Rate Limiting Algorithms
The 5 Most Effective Rate Limiting Strategies Explained

I am a full-stack .NET & React developer. Till now, I have over 5 years of experience working as a professional. Currently, I am working at Vivasoft Ltd. as a Software engineer.
Rate Limit:
The rate limit is a restriction that controls the number of requests, actions, or operations a user, system, or application can perform within a specific time period.
It is commonly used in computer systems, APIs, and networks to:
Prevent abuse (e.g., stopping bots or DDOS attacks)
Ensure fairness (so resources are shared evenly)
Protect system stability (avoiding overloads)
Popular Algorithms:
Leaking bucket
Token bucket
Fixed window counter
Sliding window log
Sliding window counter
Leaking Bucket:

It can be seen as a bucket with a hole in the bottom—water leaks from the bottom at a fixed rate. If water pours in at a higher rate, then it creates overflow naturally.

This is what happens in this algorithm. In a computer system, the bucket is implemented using a First In First Out data structure (QUEUE). The queue has a fixed size. The requests are processed by taking from the queue. If the queue is full and the next request comes in, then the request is discarded.
Pros:
Stable traffic control
Easy to understand & implement
Cons:
- Hard to handle a sudden traffic spike
Token Bucket:
It solves the issue with high traffic in the previous algorithm.

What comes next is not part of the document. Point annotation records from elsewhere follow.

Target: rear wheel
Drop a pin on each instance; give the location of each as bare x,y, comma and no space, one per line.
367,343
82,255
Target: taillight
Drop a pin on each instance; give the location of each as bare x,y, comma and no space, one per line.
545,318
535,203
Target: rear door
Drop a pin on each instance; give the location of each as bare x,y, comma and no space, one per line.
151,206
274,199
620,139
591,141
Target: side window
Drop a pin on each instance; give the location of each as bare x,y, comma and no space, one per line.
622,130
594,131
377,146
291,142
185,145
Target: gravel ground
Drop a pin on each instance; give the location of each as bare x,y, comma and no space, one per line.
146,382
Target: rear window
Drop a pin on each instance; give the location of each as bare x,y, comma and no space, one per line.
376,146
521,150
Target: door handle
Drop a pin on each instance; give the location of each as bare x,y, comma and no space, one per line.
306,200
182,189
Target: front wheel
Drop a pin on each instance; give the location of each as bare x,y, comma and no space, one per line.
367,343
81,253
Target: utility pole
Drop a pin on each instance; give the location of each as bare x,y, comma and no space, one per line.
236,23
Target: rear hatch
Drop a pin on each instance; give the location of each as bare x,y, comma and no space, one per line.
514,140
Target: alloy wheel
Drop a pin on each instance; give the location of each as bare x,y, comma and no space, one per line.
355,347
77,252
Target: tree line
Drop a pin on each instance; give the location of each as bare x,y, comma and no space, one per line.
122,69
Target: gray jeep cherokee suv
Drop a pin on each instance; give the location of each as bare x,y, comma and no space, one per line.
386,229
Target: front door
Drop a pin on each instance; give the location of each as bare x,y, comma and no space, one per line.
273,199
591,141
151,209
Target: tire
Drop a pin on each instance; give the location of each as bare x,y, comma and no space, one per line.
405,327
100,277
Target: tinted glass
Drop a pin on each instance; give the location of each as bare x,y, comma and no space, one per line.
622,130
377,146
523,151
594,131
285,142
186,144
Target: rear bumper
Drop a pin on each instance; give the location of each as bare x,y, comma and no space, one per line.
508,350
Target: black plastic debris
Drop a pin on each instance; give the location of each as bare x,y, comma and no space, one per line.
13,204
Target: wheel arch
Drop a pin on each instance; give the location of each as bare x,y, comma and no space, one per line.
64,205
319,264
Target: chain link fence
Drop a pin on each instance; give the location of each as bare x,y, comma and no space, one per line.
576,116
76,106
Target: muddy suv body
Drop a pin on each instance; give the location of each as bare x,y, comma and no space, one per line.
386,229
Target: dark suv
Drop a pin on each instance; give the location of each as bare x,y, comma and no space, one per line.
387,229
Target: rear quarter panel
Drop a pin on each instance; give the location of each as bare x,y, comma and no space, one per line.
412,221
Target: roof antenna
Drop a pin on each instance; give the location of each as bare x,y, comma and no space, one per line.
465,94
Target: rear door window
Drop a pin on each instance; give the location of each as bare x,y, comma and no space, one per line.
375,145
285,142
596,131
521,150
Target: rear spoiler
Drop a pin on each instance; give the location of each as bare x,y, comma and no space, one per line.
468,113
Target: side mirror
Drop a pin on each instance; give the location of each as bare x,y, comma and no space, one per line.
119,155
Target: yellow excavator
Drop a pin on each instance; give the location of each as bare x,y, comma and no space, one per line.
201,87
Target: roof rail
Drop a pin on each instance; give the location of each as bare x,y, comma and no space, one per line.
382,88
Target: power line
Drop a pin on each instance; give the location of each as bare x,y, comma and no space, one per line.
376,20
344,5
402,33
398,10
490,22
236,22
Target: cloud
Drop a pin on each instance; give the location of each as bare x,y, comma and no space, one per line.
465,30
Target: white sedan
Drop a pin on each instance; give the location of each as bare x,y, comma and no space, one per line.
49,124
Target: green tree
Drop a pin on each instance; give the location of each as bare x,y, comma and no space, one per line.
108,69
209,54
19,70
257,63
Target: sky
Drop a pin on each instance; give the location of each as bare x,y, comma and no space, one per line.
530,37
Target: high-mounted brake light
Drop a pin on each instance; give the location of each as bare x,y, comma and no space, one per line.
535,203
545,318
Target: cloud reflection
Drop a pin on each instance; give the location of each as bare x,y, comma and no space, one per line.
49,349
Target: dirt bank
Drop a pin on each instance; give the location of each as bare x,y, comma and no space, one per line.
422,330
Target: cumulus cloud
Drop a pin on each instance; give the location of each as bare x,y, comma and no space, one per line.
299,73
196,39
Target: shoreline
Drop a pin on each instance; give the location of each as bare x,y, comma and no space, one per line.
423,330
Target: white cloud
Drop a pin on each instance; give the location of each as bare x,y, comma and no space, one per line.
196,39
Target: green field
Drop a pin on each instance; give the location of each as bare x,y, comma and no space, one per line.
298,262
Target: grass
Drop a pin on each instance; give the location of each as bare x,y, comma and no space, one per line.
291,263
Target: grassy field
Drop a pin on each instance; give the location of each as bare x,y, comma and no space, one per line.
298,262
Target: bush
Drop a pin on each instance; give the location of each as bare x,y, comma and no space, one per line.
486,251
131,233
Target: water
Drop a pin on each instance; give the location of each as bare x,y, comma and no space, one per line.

A token bucket is a container that contains tokens with limited capacity. There is a refiller that periodically puts tokens in the bucket. It can not add more tokens if the bucket is already full. When a request is received, if a token is available, the request is forwarded for processing; otherwise, it is dropped. Each request consumes one token.
In the picture above, we want to process 3 requests per minute. Then the bucket has a capacity of 3 tokens. The refiller puts 3 tokens in the bucket every minute. Here we have 5 concurrent requests. Since we have 3 tokens in the bucket, only 3 requests can be served, and 2 of them are dropped.
Pros:
Flexible in handling short-term burst requests.
Easy to understand and implement.
Cons:
Memory consumption issue at the user level. Needs a separate token bucket for each user.
Doesn’t guarantee a smooth traffic rate.
Complex parameter tuning. (bucket capacity, token generation rate)
Fixed Window Counter:
Here window is defined as a fixed time frame. The number of requests within a window is fixed.

In the picture,
window size = 1 minute
request/window = 5
The request counter resets to 0 every minute. Here we are allowing 5 requests per minute. In the first minute, 7 requests come & 5 of them are processed & 2 are rejected.
Pretty simple, right? But can you see there is a problem in the algorithm? From 1:45s to 2:15s, the time period is less than 1 minute, but requests were served 8, which is more than allowed (5). This can create an unwanted spike.
Pros:
Simple & easy to implement.
Allow short-term peek requests.
Cons:
- Windows boundary issue: requests can exceed the threshold. Potentially 2x the requests allowed.
Sliding Window Log:
It fixes the window boundary spike issue of the fixed window. It uses a dynamic window that moves with the time change.
The system logs the timestamp of the accepted requests. Each new request is checked against the number of requests in the recent window.

window size = 10s
requests/window = 3
Here we can see, 4 requests come within the first window(10 seconds). Timestamps (1, 3, 8) are logged since they are accepted. When the 4th request comes at the 9th second, the current window’s request count is 4, but the allowed count is 3. So the request is dropped.

New request comes at 12th second, and the window moves to [2, 12]. So the older log is removed, and the latest request is accepted and logged.
Pros:
- Fine-grained traffic control & no window boundary issue.
Cons:
- Increase complexity in processing.
Sliding Window Counter:
This provides a balance between the Fixed window counter & Sliding window log algorithm.
It uses a formula to accept or reject requests.
weight = (1 - X%) * last_window_requests + current_window_requests
1 + weight <= Limit then accept otherwise reject

According to the above situation, 3.4 > 3, so the request is rejected. But the first 3 requests are accepted.
Even if the current window’s request count (counter_2 = 0) is below the threshold, the system rejects the new request, considering the load of the previous window.

The current picture shows that the system is accepting more than the limit.
Pros:
Requires less memory than a sliding window log
Smooth window boundary traffic
Cons:
Not as accurate as the Sliding window log algorithm
The threshold can be exceeded
References:
System Design Interview V1, Book by Alex Xu